Recently the French government dammed the nearby river, the Couesnon, and built a new bridge out to the island that opened this year. It is not execrable, thankfully. What impact it has on the romantic movement of the tides, I do not know. Fortunately, the photos above and below were taken long before the inevitable governmental tinkering. From the automobiles in the second picture, below, it looks as if the photos were taken in about 1935, and then turned into postcards.

They were acquired by the parents of my old school chum John Bernot, an engineer in Washington, D.C., who inherited them.
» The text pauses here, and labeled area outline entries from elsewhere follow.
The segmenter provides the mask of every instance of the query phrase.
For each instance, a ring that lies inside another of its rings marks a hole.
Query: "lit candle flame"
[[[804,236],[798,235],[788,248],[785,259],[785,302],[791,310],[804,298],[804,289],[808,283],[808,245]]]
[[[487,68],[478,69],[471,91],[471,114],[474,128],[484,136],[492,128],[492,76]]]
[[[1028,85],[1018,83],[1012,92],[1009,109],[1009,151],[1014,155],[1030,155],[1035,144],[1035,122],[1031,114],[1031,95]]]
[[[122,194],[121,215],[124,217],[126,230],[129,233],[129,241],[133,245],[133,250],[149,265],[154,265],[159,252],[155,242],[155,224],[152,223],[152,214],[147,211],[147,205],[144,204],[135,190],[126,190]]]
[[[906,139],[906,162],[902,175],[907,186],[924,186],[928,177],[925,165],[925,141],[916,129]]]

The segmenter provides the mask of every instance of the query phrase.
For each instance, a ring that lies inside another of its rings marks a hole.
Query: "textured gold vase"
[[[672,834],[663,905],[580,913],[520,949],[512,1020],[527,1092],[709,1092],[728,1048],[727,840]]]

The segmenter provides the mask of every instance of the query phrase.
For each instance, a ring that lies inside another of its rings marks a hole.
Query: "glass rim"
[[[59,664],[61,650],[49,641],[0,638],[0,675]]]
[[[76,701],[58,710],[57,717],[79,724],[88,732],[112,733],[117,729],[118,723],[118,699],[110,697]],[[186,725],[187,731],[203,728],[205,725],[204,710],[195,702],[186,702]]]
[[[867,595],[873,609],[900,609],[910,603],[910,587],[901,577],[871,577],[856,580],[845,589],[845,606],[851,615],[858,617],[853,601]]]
He gave them to my friend Stevenson Hugh Mields and asked Steve to send them to me.

Receiving them, and seeing in their beauty a mandate to put them onto my blog, partly to please my readers and partly as homage to John’s parents, a problem arose. Time had curved the postcards, and my camera, which is too sophisticated for someone like me, could not take pictures of them because, sharp as they are, the camera perceives everything that is not as sharp as reality as blurry. I don’t know how to get around that. So I made a video of them, with the camera moving from one picture to the next, then uploaded it to my iPhoto library, ran the video, and finally took screen shots of them in turn. It worked!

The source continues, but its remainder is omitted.